Mientras el diezmo duraba, Zofi levantó el cuerpo y lo alejó por la colina. No estaría oculto durante mucho, pero les daría tiempo.

—Todo irá bien —murmuró Elex, después de que el diezmo se desvaneciese, mientras sostenía sus manos temblorosas bajo el agua helada del canal. Frotó la sangre. Tanta sangre… Más de la que ella hubiera sabido que podía contener un cuerpo—. Resolveremos esto.
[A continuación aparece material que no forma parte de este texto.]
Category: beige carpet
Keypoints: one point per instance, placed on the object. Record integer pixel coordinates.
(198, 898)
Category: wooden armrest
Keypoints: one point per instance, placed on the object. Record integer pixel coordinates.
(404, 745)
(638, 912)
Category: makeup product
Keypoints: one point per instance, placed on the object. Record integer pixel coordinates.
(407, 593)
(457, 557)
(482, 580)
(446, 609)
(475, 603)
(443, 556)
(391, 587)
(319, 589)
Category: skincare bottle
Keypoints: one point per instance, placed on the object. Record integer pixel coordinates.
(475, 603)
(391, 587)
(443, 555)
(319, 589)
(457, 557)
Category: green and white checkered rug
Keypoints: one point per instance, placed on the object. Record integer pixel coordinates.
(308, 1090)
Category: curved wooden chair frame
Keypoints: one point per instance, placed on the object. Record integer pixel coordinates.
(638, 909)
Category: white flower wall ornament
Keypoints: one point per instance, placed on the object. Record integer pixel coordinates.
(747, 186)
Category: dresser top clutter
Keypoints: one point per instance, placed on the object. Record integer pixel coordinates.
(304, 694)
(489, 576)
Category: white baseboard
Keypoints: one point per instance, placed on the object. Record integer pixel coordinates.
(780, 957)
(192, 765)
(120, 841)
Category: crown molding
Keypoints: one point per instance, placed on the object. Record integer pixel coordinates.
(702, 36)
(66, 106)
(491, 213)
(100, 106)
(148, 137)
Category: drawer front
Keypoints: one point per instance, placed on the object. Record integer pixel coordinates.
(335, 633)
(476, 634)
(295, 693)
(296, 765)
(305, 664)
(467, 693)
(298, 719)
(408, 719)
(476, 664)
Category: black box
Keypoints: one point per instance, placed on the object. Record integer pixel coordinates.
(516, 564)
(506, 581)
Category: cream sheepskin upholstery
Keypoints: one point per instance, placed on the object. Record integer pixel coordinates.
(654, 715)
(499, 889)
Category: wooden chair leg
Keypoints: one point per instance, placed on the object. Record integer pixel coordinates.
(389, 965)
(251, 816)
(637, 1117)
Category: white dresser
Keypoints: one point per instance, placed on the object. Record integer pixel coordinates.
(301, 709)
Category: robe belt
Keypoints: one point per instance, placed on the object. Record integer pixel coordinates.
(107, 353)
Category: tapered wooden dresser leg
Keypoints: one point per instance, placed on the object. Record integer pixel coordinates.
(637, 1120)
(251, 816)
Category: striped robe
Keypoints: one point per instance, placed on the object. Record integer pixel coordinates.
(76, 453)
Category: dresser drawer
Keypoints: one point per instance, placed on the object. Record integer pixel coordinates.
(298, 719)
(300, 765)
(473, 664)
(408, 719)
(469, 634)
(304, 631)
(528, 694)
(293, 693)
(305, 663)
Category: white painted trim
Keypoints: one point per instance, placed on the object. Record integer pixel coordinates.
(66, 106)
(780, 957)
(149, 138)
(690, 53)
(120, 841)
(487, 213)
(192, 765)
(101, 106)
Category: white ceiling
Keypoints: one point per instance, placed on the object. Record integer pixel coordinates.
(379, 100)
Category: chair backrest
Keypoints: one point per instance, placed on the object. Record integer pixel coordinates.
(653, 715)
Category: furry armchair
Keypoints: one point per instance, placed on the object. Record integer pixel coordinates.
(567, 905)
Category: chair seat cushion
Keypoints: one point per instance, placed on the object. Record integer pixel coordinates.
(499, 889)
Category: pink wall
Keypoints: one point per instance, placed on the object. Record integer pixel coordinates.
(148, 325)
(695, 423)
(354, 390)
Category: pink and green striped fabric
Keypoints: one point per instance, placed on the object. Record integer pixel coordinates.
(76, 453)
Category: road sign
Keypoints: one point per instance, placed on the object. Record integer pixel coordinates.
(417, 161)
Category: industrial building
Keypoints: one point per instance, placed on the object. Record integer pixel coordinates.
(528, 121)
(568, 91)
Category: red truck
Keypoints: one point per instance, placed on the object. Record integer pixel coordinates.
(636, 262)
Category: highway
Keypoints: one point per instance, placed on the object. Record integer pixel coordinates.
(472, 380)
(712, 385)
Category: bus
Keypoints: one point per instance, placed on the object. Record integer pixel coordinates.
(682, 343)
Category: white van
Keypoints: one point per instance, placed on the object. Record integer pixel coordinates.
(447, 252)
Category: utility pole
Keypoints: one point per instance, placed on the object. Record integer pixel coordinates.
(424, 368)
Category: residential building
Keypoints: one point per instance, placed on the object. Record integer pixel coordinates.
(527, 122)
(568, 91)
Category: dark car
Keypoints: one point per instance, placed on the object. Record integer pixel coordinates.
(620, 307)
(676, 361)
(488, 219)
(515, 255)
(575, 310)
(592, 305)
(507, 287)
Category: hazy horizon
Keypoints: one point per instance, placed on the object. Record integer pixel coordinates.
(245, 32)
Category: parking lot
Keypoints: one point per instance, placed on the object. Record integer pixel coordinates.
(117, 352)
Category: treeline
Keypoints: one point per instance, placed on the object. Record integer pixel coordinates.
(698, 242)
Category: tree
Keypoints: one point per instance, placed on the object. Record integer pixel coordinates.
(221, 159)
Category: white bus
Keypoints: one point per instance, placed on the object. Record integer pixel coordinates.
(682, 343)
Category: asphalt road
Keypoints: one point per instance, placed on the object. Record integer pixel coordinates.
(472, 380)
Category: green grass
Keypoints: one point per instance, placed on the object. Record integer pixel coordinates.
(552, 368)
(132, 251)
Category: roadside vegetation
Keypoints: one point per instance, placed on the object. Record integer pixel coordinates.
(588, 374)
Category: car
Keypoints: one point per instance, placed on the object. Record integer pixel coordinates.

Zofi asintió. No sabía a qué estaba asintiendo. No entendía por qué él la había besado y había susurrado una despedida. Estaba demasiado adormecida por el impacto, demasiado preocupada por el inmediato pánico de no saber qué hacer con ese cuerpo para pensar en la marcha de Elex. Hasta que escuchó los gritos. Y vio a los Talones restantes perseguir a una figura solitaria por las montañas, todos ellos con diezmos de velocidad. Solo entonces se dio cuenta de que Elex había confesado su crimen. Que había llamado la atención de los Talones para que ella pudiera ser libre.

Ella quería hacer lo mismo entonces. Correr como lo había hecho, huir con su banda y dejar que los kolonenses resolvieran sus problemas de herencia por su cuenta. Pero entonces…

Miró por encima de su hombro. Las personas seguían observándolos. Ella no podía estar segura de si era por su aspecto de Viajante o porque habían escuchado su pelea con Vidal.

Correr sugería culpa, había dicho. Vidal. Él tenía razón. Por mucho que quisiera, aún no podía correr. No sin un caballo, provisiones, alguna clase de plan. Levantó la vista a la Fortaleza Ilian, visible sobre los techos de las casas de mercaderes.

¿Quién sabía? Tal vez el rey estuviera equivocado. Tal vez la Ceremonia de Sangre del día siguiente probaría que no tenían relación. Madre tenía muchos amantes. Todo eso podía ser un terrible error.

Si era así, entonces ella sería libre de dejar ese sitio.

¿Y si no? Sígueles el juego.

Por más enfadada que pudiera estar con Madre, ese había sido el último consejo que le había dado a Zofi. Su única pista para sobrevivir a ese embrollo. Dudaba que abandonar completamente el juego fuera lo que su madre sugería.

Así que, a pesar del opresor arrepentimiento en su pecho, dio la vuelta hacia la fortaleza. De vuelta al juego del rey. Él podría hacer las reglas pero, como Elex, ella siempre había sido hábil con las cartas.